Peijie Dong, Lujun Li, Xiang Liu, Zhenheng Tang, Xuebo Liu, Qiang Wang, Xiaowen Chu


Abstract
Despite the outstanding performance, Neural Architecture Search (NAS) is criticized for massive computation. Recently, Zero-shot NAS has emerged as a promising approach by exploiting Zero-cost (ZC) proxies, which markedly reduce computational demands. Despite this, existing ZC proxies heavily rely on expert knowledge and incur significant trial-and-error costs. Particularly in NLP tasks, most existing ZC proxies fail to surpass the performance of the naive baseline. To address these challenges, we introduce a novel framework, LPZero, which is the first to automatically design zero-cost (ZC) proxies for various tasks, achieving higher ranking consistency than human-designed proxies. Specifically, we model the ZC proxy as a symbolic equation and incorporate a unified proxy search space that encompasses existing ZC proxies, which are composed of a predefined set of mathematical symbols. To heuristically search for the best ZC proxy, LPZero incorporates genetic programming to find the optimal symbolic composition. We propose a Predictive-Pruning Strategy (PPS), which preemptively eliminates unpromising proxies, thereby mitigating the risk of proxy degradation.

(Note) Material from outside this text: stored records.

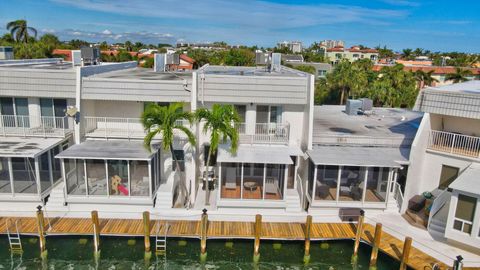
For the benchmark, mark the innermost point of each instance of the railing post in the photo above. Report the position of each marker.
(41, 231)
(146, 233)
(406, 253)
(96, 232)
(203, 235)
(376, 244)
(258, 233)
(308, 229)
(358, 236)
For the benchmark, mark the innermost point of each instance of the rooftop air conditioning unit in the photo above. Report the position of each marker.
(367, 104)
(353, 106)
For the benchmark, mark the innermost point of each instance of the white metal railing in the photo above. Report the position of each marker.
(398, 195)
(437, 204)
(116, 127)
(35, 126)
(264, 133)
(454, 143)
(329, 139)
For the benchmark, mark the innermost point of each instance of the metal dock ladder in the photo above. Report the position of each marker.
(161, 239)
(14, 238)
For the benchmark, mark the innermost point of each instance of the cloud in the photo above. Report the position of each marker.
(252, 14)
(107, 35)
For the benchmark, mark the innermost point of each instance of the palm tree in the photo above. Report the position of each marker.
(164, 121)
(19, 29)
(460, 75)
(221, 121)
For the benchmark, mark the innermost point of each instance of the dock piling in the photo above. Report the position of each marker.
(41, 231)
(146, 234)
(406, 253)
(203, 236)
(358, 236)
(376, 244)
(308, 228)
(96, 232)
(258, 232)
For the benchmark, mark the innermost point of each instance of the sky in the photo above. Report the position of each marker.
(437, 25)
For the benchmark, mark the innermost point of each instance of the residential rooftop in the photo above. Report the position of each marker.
(384, 126)
(139, 73)
(252, 71)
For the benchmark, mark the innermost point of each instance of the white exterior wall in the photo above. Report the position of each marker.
(472, 239)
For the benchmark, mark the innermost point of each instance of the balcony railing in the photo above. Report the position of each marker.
(264, 133)
(454, 143)
(116, 127)
(35, 126)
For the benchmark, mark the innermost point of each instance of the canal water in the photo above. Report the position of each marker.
(117, 253)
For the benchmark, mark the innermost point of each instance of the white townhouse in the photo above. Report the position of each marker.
(445, 162)
(359, 158)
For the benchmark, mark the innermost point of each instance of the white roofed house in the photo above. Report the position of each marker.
(274, 106)
(34, 95)
(359, 157)
(445, 162)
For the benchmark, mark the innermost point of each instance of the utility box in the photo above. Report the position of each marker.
(6, 53)
(353, 106)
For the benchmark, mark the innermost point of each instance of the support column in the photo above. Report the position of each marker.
(96, 233)
(406, 253)
(308, 229)
(258, 233)
(146, 234)
(358, 236)
(41, 232)
(203, 235)
(376, 244)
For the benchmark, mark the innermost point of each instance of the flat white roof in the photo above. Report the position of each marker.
(26, 147)
(468, 180)
(359, 156)
(117, 150)
(259, 154)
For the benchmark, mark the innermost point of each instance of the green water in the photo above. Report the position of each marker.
(127, 253)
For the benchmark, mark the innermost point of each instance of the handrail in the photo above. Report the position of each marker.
(454, 143)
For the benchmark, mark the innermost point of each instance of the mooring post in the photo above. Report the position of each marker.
(203, 235)
(41, 231)
(376, 244)
(308, 229)
(258, 233)
(358, 236)
(96, 232)
(146, 233)
(406, 253)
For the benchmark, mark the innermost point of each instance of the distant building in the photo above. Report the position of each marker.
(336, 54)
(6, 53)
(294, 46)
(328, 43)
(321, 69)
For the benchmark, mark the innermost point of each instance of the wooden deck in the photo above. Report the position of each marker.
(223, 229)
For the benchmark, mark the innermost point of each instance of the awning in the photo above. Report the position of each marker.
(117, 150)
(359, 156)
(259, 154)
(468, 180)
(26, 147)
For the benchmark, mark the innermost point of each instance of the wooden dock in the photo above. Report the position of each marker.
(223, 229)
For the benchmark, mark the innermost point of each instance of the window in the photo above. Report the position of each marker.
(180, 157)
(464, 213)
(241, 110)
(447, 176)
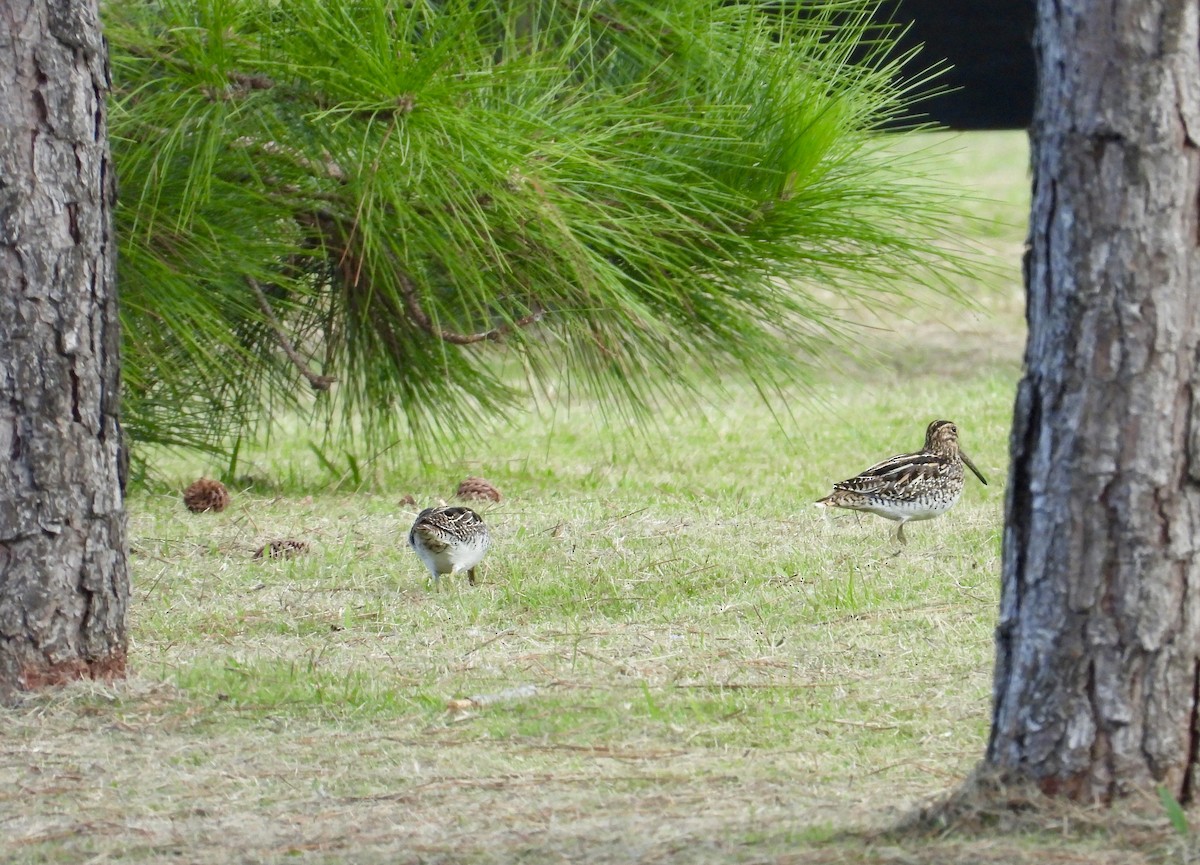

Extensive experiments on FlexiBERT, GPT-2, and LLaMA-7B demonstrate LPZero’s superior ranking ability and performance on downstream tasks compared to current approaches.
Anthology ID:
2024.findings-emnlp.502
Volume:
Findings of the Association for Computational Linguistics: EMNLP 2024
Month:
November
Year:
2024
Address:
Miami, Florida, USA
Editors:
Yaser Al-Onaizan, Mohit Bansal, Yun-Nung Chen
Venue:
Findings
SIG:
Publisher:
Association for Computational Linguistics
Note:
Pages:
8592–8614
Language:
URL:
https://aclanthology.org/2024.findings-emnlp.502
DOI:
Bibkey:
Cite (ACL):
Peijie Dong, Lujun Li, Xiang Liu, Zhenheng Tang, Xuebo Liu, Qiang Wang, and Xiaowen Chu. 2024. LPZero: Language Model Zero-cost Proxy Search from Zero. In Findings of the Association for Computational Linguistics: EMNLP 2024, pages 8592–8614, Miami, Florida, USA. Association for Computational Linguistics.
Cite (Informal):
LPZero: Language Model Zero-cost Proxy Search from Zero (Dong et al., Findings 2024)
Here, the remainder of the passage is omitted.